The subject of food was never cheesy. Unless there was literal cheese involved. “There’s a place around the corner from here.” She gestured. “I order delivery from there a lot, and love it. I’m pretty sure they have a nice place to eat in.”

“Perfect.” He crossed his arms over the small table and leaned forward. This time, she forced herself to keep her body still. They touched, his forearm against hers.

Nothing. No zings. Not even a spark.

“Would you like to join me for pizza and a sunset tonight, then?”

She blinked. This was a bona fide meet-cute!

Except she didn’t care. It was flattering to have such a handsome guy flirting with her, but she could quite easily turn him down. “No, I’m afraid I can’t.”

He shrugged good-naturedly and, bless him, didn’t press. “No problem.”

“You should try Crush,” she offered. “I’m sure you can line up a date for the evening pretty easily.”

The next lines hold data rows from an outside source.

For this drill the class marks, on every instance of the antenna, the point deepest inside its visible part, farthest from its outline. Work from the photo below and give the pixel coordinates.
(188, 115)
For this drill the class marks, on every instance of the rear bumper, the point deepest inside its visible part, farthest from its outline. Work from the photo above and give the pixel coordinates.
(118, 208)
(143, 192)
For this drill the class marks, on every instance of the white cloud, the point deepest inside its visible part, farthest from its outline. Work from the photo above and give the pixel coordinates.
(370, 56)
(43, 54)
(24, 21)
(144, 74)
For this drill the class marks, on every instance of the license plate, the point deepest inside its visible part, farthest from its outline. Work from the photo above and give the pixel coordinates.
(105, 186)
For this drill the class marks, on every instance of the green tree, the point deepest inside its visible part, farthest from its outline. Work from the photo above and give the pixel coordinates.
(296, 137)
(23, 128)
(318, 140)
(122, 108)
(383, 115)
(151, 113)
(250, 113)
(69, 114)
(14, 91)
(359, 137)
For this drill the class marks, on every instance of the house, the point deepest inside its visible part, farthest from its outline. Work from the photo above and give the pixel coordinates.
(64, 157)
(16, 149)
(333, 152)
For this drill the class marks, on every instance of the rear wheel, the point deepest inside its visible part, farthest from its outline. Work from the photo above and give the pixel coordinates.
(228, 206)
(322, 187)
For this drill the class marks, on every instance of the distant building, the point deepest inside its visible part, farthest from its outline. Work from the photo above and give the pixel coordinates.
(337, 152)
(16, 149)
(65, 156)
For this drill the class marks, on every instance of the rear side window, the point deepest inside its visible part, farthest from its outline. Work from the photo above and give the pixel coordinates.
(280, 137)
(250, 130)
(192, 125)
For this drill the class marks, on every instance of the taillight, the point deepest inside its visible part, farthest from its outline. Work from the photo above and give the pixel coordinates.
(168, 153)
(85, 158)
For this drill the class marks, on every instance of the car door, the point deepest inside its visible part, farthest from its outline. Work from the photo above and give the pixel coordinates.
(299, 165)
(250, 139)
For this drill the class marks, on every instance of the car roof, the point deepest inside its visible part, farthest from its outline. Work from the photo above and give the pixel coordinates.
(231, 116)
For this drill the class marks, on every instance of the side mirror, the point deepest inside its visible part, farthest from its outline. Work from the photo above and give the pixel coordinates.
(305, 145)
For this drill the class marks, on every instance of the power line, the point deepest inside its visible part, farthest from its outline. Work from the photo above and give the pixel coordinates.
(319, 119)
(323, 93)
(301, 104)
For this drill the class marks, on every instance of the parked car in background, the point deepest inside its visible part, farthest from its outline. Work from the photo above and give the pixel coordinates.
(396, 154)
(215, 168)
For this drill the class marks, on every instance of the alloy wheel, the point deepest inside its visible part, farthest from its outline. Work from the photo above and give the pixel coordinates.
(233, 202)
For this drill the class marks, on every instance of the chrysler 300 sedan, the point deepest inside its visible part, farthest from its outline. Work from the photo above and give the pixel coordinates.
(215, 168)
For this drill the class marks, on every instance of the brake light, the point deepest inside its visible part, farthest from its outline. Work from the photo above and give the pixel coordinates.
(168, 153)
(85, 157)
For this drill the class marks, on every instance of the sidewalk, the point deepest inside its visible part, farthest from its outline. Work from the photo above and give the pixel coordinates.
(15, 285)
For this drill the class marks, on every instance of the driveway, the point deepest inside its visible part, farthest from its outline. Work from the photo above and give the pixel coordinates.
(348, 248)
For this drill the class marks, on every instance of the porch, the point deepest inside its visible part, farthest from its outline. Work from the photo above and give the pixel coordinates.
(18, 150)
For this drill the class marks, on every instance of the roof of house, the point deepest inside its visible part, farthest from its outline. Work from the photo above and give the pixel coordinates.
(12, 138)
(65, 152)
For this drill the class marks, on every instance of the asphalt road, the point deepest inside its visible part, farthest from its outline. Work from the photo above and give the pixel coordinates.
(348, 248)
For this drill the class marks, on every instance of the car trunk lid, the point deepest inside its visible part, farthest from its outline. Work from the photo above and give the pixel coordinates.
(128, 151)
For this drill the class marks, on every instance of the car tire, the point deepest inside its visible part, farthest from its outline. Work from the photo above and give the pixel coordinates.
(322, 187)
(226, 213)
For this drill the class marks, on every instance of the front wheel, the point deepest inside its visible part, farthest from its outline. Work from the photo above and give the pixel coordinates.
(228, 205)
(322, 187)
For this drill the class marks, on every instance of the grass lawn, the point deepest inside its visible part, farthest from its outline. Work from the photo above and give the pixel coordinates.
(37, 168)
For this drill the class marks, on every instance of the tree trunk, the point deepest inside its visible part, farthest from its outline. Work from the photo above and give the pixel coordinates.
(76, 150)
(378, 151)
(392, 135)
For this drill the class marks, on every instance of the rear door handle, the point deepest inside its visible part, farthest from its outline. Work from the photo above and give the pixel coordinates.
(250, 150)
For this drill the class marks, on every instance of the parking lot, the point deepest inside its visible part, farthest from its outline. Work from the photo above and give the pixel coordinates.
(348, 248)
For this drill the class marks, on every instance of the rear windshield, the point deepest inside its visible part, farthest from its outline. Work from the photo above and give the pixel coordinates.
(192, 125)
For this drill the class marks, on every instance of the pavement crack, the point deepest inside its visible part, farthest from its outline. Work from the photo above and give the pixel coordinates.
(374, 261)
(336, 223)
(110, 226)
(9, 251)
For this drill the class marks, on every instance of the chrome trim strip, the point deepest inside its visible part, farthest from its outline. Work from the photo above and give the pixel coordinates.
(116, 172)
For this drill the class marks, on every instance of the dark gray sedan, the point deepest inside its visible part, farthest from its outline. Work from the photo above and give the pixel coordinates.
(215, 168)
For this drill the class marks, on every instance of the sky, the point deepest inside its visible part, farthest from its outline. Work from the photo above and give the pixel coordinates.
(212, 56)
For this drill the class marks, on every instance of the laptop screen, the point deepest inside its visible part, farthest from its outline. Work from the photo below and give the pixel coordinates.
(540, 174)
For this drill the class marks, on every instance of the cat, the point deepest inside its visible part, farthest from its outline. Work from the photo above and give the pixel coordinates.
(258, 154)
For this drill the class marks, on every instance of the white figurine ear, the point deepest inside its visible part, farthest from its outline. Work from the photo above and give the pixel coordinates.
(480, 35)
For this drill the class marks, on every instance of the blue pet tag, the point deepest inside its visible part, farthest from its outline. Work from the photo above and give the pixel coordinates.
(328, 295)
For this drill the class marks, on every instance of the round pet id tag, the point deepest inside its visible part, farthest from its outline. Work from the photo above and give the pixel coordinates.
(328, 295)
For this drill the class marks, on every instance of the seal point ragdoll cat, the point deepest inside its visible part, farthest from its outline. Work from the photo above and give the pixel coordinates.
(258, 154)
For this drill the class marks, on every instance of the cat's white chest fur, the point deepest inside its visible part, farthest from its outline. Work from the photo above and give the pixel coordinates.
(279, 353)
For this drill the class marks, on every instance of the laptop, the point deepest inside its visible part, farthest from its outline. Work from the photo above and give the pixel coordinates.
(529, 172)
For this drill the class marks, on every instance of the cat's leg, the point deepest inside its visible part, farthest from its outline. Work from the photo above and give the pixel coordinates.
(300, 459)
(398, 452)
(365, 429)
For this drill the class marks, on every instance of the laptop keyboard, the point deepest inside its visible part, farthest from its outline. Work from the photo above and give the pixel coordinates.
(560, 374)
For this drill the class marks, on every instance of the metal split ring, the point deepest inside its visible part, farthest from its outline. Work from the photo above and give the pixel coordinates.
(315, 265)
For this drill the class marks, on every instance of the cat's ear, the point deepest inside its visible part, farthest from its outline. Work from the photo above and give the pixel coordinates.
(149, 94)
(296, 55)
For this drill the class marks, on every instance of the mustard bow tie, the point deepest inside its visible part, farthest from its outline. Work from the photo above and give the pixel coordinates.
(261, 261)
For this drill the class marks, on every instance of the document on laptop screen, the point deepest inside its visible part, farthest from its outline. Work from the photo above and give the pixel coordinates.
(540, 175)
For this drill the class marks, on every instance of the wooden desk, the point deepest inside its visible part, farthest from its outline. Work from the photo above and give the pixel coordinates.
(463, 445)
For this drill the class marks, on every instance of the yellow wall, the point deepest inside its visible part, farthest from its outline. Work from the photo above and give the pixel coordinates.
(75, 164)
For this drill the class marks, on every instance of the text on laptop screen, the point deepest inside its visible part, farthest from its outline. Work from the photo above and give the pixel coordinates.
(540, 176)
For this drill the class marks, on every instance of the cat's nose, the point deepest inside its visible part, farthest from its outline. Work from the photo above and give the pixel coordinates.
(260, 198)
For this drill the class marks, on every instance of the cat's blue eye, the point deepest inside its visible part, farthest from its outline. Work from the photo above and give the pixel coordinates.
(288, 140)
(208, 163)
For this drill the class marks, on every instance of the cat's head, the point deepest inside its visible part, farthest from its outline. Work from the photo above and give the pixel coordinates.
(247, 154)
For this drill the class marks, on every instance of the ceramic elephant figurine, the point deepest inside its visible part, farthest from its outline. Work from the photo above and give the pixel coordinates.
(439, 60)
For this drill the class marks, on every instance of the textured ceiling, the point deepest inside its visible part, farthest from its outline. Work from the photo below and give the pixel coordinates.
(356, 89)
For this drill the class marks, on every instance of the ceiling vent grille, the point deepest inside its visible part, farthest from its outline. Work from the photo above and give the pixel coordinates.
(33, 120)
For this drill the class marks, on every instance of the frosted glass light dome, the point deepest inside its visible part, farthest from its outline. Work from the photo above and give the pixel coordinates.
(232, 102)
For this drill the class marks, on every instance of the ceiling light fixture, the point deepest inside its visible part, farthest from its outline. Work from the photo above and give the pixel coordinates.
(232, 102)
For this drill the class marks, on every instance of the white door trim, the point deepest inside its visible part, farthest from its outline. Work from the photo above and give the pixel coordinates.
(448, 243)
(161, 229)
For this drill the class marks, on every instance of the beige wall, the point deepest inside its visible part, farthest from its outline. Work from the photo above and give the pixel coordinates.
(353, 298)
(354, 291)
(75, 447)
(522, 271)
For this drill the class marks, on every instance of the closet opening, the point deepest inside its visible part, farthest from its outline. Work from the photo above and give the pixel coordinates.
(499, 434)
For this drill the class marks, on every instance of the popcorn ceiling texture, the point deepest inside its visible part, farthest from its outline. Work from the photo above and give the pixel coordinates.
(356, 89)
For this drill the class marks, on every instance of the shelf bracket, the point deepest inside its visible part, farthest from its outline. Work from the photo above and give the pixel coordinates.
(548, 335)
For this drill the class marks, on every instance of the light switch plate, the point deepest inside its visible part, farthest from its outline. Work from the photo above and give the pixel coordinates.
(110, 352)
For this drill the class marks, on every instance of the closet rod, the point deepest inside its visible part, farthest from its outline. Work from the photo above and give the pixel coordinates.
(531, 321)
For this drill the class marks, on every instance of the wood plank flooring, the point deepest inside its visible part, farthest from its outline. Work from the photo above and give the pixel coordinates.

He made a face. “Never used one of those dating apps. I prefer meeting people like this. Face-to-face contact, you know.”

Katrina could at least tell Rhiannon she’d tried to convert another subscriber. “Totally get it.”

He gathered up his stuff. “Thanks so much for letting me share your table. I enjoyed having the company and the local tips.”

“Me too. Pet Sandy for me.”

He laughed. “She wouldn’t settle for anything less.”

He held out his hand and she shook it, expecting no feelings and getting none. This time she did watch him leave, satisfied at the contentment she felt.

One step after another. She could repeat this, message some of those guys lingering in her matches. And next time, maybe she’d want to go out with the guy.

She dawdled for a few more minutes, then tucked her paperback in her bag and collected her trash, depositing her stuff and the plate and cup Ross had left behind in the bin.

“Ready?”

She turned to find Jas behind her. She noted the bookmark sticking out of his hardcover with approval. No cracked spines here. “Yup.”